How to self-isolate and minimise risk to others

Avoiding COVID-19 means taking simple, common-sense steps to avoid close contact with other people as much as possible.

Self-isolation is one of the most effective ways we have of keeping individuals, families and our communities safe and healthy and stopping the spread of COVID-19, the Ministry of Health says.

We know there have been a number of calls to Healthline on self-isolation – we have up-to-date information on our website.

Every situation is different, but at its most basic point it means staying at home if you’re sick, or if you might have been in contact with the virus.

It means taking simple, common-sense steps to avoid close contact with other people as much as possible.
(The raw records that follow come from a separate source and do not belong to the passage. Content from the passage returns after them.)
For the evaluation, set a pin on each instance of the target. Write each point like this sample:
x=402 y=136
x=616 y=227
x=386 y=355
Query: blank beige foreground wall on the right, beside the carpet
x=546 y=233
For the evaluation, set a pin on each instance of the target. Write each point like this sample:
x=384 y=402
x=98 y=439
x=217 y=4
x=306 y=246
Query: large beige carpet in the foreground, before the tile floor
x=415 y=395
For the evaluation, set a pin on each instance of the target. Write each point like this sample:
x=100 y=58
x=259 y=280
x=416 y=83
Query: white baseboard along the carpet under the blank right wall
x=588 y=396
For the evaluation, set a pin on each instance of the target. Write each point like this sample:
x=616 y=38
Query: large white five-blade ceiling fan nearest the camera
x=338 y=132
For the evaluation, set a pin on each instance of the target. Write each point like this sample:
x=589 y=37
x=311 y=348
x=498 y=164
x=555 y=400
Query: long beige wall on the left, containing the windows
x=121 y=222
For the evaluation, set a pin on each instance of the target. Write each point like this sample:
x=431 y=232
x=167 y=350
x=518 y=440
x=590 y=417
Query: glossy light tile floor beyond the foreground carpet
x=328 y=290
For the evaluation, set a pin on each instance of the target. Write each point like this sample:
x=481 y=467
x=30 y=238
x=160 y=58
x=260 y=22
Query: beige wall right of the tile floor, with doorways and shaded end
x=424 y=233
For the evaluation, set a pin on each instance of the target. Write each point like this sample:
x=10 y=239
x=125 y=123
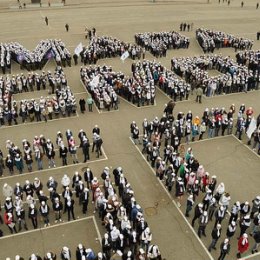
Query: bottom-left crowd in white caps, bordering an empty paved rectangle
x=127 y=235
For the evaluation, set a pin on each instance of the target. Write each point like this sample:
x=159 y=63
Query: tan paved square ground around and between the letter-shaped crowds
x=122 y=19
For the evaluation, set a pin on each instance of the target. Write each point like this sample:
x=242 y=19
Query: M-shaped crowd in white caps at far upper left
x=45 y=50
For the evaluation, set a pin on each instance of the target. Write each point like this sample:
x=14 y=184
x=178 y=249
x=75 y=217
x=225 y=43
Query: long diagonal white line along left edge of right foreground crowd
x=174 y=203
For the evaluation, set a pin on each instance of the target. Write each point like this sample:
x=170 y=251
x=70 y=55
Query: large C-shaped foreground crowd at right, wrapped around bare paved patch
x=184 y=176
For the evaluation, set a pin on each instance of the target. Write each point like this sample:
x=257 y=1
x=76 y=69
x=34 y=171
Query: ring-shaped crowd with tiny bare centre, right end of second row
x=233 y=78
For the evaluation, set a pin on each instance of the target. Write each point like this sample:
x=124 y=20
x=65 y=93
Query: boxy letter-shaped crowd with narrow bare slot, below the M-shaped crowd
x=63 y=103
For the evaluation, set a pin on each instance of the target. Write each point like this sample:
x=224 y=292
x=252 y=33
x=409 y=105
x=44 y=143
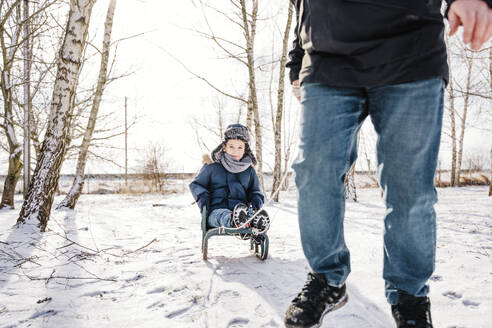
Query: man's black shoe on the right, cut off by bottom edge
x=412 y=312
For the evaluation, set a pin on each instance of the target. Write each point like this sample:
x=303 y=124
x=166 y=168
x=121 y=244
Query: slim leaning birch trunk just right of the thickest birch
x=78 y=183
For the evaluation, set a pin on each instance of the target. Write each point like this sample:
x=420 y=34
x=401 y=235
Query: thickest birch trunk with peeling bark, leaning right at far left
x=37 y=205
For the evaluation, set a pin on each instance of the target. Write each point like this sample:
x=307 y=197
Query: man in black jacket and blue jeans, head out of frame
x=385 y=59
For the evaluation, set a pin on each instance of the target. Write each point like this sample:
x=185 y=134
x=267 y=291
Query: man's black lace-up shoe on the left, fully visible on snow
x=316 y=299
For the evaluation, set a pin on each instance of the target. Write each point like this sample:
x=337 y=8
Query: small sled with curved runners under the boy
x=260 y=250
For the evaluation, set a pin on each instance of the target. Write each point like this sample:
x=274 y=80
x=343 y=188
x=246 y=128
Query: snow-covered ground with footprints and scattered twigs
x=117 y=261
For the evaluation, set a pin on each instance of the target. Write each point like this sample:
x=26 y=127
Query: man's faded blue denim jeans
x=407 y=118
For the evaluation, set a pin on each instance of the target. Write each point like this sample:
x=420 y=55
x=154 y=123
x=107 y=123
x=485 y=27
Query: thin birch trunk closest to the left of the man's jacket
x=277 y=129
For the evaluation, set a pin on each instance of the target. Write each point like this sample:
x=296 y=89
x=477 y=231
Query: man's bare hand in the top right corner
x=476 y=18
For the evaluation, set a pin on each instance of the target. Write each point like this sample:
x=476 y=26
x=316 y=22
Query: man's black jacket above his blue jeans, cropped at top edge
x=368 y=43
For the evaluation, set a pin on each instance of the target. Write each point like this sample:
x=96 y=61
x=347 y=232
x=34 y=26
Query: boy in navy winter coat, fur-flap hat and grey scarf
x=230 y=182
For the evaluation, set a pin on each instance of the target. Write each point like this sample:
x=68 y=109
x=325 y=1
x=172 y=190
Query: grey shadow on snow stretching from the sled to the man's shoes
x=277 y=281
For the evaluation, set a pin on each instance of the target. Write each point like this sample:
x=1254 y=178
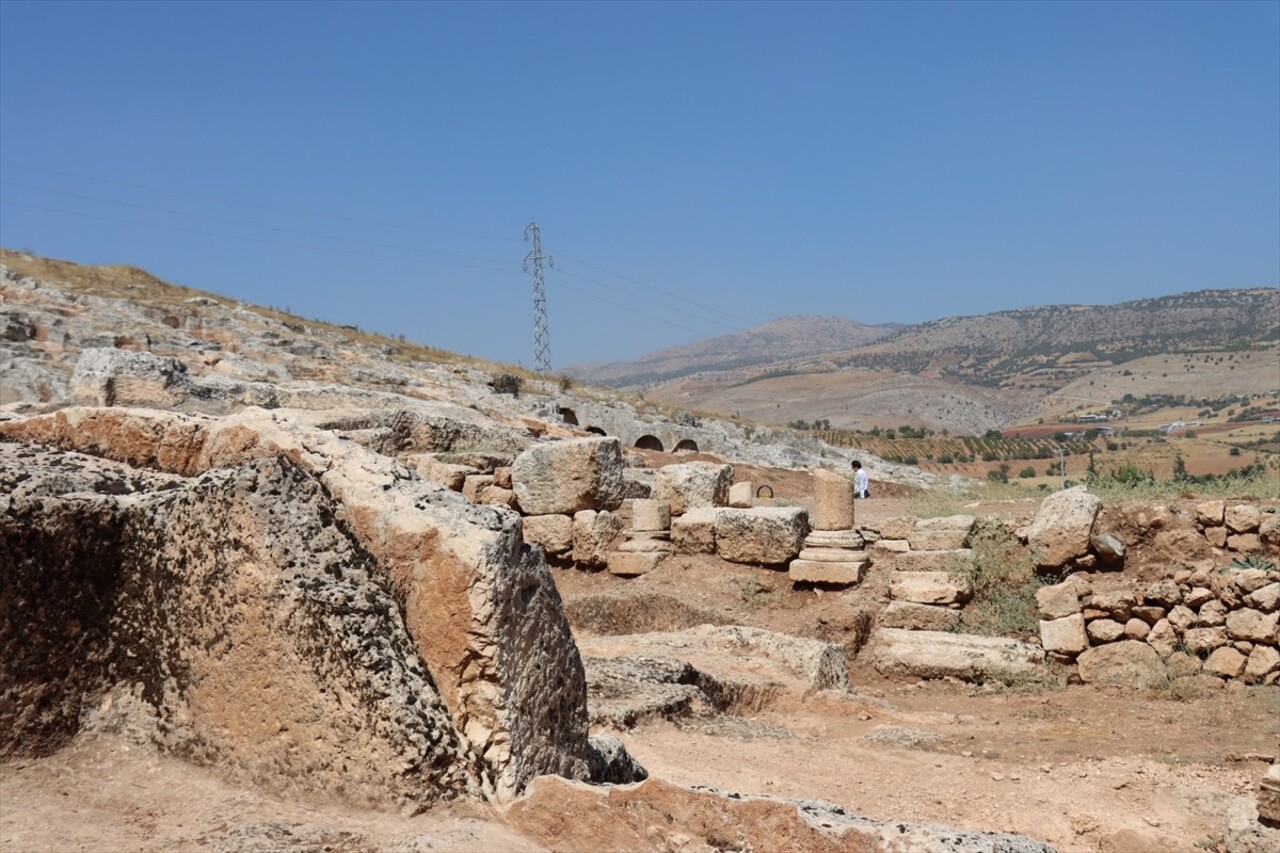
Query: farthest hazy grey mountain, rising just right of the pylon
x=790 y=337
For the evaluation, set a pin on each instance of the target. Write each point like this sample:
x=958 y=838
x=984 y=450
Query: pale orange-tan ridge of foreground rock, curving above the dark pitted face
x=469 y=589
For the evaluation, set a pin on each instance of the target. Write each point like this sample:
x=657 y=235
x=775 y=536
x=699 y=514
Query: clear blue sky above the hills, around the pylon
x=697 y=168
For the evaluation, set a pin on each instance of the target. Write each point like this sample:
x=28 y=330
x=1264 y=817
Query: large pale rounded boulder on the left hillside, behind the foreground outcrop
x=108 y=377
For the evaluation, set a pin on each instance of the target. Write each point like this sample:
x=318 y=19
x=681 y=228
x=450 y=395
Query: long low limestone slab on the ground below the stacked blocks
x=941 y=654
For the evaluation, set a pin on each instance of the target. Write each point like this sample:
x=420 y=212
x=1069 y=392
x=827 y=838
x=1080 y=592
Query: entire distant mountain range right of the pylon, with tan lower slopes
x=971 y=373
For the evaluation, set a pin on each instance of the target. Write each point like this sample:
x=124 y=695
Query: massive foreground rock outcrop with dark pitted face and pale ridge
x=479 y=614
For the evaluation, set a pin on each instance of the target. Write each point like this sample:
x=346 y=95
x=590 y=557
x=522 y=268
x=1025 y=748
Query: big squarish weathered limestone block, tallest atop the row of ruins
x=569 y=476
You can go outside, but you need to limit your contact with others

We consider ‘close contact’ to occur in any situation where you have face-to-face contact closer than two metres for more than 15 minutes.

The majority of people who will need to stay at home will be healthy.

You can still enjoy physical exercise (but not gyms), gardening, you may be able to arrange with your employer to work from home.

You should avoid having visitors to your home. But it’s okay for friends, family or delivery drivers to drop off food and supplies.

Don’t use public transport, taxis or similar transport methods during your 14-day period. You can only use public transport after you arrive in New Zealand for the sole purpose of returning to your home, but cannot use it after that. You can use your own transport means (car, bike etc) whenever you wish.

You can live with others during your 14 days, but you need to avoid close contact with them.

Minimise the time you spend in shared spaces such as bathrooms, kitchens and sitting rooms as much as possible and keep shared spaces well ventilated. Clean surfaces after you use them and try to avoid touching them after you have cleaned them.

Don’t share beds, linen or food and clean regularly.

Wash your hands often; cover your coughs and sneezes.


Healthline faces huge pressure with four times their usual call numbers from the same time last year – 4500 a day.

Actions taken to address this include – prioritising callers with health issues; bringing in another 50 nurses; additional support from Ambulance and Plunketline; referral to separate call centre for for self isolation calls; referring callers to an online form to register for self isolation (addition to cards at the airport); and additional clinical workforce seconded from DHBs and primary care.

Many calls are from people wanting general information about COVIC-19, which means people needing clinical advice are waiting longer.

People with symptoms of COVID-19 are reminded to call Healthline for advice and direction, and to call ahead before arriving at their GP or hospital for assessment.

  • Don’t call Healthline for travel advice. Access the Safetravel website
  • Don’t call Healthline for advice on attending events. Do call the event organiser or access the Ministry of Health website for advice.
  • Don’t call Healthline about government assistance available. Call 0800 779 997 between 8am to 1am 7 days a week or

Healthline is monitoring around 3000 people in self-isolation. To date more than 7000 have completed self-isolation.

Healthline continues to add resources and people to the team. Since February 7 more than 150 additional staff have come on board, to reduce call times and provide the services. We are working with Healthline on further boosting its workforce.